Needless to say it’s been a satisfying first few months for Moore in a Bruins uniform after always being something of a casual observer of the B’s while living in Boston during the offseason after his collegiate career at Harvard University. That isn’t to say that Moore is satisfied with his early work with the Black and Gold, and it’s clear that his drive to improve is why he’s still in the league after playing for ten different NHL teams over the years.

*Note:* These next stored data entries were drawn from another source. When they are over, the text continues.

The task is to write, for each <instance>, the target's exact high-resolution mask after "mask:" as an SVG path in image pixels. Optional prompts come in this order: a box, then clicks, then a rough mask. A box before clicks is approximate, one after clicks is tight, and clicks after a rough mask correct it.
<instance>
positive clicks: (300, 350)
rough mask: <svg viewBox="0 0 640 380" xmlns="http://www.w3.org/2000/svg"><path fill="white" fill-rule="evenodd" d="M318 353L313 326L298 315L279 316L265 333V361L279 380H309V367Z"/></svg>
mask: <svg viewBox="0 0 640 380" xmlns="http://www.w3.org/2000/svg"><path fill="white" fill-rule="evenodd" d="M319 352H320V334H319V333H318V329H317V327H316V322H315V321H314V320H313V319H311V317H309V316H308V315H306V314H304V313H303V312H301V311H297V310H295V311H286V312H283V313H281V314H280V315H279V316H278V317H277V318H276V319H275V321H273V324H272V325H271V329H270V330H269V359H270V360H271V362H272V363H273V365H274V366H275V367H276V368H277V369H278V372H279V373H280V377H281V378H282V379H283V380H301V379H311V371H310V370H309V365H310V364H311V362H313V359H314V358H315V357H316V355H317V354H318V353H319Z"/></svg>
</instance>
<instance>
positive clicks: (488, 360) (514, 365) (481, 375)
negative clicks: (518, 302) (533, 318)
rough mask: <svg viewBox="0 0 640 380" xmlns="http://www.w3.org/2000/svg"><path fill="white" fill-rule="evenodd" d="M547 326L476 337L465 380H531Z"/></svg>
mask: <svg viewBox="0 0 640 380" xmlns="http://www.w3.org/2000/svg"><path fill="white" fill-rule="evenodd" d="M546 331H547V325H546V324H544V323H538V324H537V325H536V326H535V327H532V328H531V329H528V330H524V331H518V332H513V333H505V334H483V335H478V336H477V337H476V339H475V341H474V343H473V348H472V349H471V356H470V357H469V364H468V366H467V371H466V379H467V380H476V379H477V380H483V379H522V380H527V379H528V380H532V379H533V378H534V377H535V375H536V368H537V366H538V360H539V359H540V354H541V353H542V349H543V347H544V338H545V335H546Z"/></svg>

“Obviously we want to continue to improve individually, as a line and as a team. That’s what we’re always trying to do with a lot of moving parts at forward,” said Moore. “So we’re always prepared to kind of play with whomever, but we’ve been fortunate to make some things happen and make some plays.”
Combine all of the above with the fact that Moore has been the fourth line constant with a revolving door of wingers skating on either side of him, and the 36-year-old has been a considerable factor in the B’s current standing in a playoff spot.
“I think you have to give him a lot of credit for that [fourth] line because of the fact the wings have changed almost every game, or every second game. But the wings on that line have done a good job as well,” said Claude Julien. “Whether it’s Blidh, Schaller, Acciari and even Jimmy Hayes, as we all know played one of his best games in the last game, that line has helped us immensely, and Moore is the guy that deserves the most credit. To see the number of goals he’s got, that’s hard to find that with a guy that’s played mostly on the fourth line.”
Moore has been such an integral part of the fourth line this season for the Bruins, it’s tough to imagine the B’s getting anything better out of anybody else they could have possibly had in mind for that role prior to the season.